Hmm, so this means ALU:TEX is 5:1 (in terms of cycles) rather than 4:1 as it has been for years now. So perhaps there's something in those patent applications that I've linked several times
I expect this will be fine for games, 80 TMUs in Cypress seem to be wasted anyway.
Compute applications which depend on L1->ALU bandwidth might be a bit constrained. Though there's always the possibility that TEX->ALUs could be beefed-up. If, as one of the patent applications seems to suggest, ALU's can write to the L1s, then that'll be more interesting...
2 polys per clock is definitely what we want to see.
After Barts's revealing that 16 ROPs ~ 32 ROPs as far as performance goes, I think it's reasonable to expect Cayman to be significantly more bandwidth efficient, and for 32 Cayman ROPs to be worth significantly more than 32 Cypress ROPs.
I can't see anything here that looks faked, and I'm cautiously optimistic it'll work out well...

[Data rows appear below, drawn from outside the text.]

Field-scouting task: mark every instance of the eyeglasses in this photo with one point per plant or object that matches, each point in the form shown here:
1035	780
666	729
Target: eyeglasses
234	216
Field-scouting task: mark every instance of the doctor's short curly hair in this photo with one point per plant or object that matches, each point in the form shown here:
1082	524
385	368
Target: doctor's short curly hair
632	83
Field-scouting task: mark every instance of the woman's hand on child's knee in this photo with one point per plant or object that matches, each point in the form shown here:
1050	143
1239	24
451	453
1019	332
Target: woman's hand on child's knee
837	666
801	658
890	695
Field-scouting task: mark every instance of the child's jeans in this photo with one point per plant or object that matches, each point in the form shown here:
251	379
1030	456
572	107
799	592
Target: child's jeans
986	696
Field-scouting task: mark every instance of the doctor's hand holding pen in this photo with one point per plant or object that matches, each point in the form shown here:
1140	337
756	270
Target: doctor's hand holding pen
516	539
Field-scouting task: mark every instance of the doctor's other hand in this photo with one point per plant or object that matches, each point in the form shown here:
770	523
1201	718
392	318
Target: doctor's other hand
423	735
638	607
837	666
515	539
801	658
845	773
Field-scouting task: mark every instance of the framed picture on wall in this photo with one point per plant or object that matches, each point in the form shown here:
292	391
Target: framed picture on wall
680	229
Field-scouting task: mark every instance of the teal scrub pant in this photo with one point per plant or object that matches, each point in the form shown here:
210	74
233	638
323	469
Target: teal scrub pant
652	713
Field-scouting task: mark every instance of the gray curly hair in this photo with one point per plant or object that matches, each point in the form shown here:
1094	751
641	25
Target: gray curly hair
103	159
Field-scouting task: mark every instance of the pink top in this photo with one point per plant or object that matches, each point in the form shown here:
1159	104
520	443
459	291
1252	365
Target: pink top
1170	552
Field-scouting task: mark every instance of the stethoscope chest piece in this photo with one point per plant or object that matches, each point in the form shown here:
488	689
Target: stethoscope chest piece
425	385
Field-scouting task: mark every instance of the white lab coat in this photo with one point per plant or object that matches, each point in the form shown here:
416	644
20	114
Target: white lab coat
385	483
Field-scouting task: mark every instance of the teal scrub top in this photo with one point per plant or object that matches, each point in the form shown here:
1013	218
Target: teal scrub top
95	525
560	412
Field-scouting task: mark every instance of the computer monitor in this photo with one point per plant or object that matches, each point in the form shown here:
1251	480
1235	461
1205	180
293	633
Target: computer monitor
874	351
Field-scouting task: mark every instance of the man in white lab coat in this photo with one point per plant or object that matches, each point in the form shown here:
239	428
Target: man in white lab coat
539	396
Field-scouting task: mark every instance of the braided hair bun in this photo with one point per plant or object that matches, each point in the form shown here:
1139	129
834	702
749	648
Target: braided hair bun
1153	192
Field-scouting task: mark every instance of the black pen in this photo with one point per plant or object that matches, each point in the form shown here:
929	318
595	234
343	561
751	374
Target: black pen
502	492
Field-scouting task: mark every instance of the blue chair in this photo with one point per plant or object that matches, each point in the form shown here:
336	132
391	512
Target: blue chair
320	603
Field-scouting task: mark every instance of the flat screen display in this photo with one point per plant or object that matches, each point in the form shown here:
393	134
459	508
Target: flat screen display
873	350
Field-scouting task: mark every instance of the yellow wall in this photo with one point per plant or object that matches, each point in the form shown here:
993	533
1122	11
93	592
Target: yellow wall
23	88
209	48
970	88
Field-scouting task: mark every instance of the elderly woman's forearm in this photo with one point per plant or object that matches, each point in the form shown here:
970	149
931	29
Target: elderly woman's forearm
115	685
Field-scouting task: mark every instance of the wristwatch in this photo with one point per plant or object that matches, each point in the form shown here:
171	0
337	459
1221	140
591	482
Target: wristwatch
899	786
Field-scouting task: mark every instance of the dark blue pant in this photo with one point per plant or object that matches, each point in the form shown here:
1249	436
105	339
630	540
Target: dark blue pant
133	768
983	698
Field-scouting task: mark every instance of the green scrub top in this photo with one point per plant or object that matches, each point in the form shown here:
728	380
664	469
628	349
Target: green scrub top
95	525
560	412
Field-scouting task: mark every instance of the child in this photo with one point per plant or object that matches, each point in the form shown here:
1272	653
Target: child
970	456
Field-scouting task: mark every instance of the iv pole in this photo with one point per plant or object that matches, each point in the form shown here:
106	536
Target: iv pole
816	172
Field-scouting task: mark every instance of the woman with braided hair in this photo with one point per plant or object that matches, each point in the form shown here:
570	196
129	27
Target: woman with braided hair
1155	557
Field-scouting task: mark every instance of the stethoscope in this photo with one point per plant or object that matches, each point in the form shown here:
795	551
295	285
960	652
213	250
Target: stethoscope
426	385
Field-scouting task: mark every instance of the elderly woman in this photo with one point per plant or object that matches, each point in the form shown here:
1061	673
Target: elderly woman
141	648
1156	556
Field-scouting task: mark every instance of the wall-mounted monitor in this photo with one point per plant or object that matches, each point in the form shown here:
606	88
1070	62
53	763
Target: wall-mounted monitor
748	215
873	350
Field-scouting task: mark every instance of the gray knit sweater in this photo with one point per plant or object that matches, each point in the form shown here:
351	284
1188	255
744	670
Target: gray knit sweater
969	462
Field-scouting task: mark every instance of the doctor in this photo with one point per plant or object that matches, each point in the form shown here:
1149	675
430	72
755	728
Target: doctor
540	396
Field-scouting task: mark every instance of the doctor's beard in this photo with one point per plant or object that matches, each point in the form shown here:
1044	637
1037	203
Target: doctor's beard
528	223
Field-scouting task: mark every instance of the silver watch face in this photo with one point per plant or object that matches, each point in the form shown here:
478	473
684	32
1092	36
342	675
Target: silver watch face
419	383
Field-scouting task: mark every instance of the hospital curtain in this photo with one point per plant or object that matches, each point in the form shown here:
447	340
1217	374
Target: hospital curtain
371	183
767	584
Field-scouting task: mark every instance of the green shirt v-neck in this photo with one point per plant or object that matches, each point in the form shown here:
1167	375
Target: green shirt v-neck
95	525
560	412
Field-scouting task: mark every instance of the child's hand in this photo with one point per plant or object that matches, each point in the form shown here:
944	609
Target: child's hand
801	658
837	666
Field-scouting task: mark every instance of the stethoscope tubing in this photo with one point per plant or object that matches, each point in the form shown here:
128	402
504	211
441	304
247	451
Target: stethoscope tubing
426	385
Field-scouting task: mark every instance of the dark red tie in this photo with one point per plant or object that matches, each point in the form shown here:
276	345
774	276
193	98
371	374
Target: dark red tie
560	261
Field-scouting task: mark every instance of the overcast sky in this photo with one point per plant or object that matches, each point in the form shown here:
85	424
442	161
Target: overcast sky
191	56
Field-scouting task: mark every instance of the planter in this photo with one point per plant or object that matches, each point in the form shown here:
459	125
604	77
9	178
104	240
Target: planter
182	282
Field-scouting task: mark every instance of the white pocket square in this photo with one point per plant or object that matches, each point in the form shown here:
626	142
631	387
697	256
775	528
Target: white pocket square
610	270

One possible arrangement?:
- 30 SIMDs - each 16 ALUs with 64 ALU lanes
- 12 octo-TMUs - totalling 96 TMUs
- Each set of 10 SIMDs has 4 octo-TMUs
Or?:
- 30 SIMDs - each 16 ALUs with 64 ALU lanes
- 12 octo-TMUs - totalling 96 TMUs
- Each set of 15 SIMDs has 6 octo-TMUs
I dare say the latter accords with 2 polys per clock.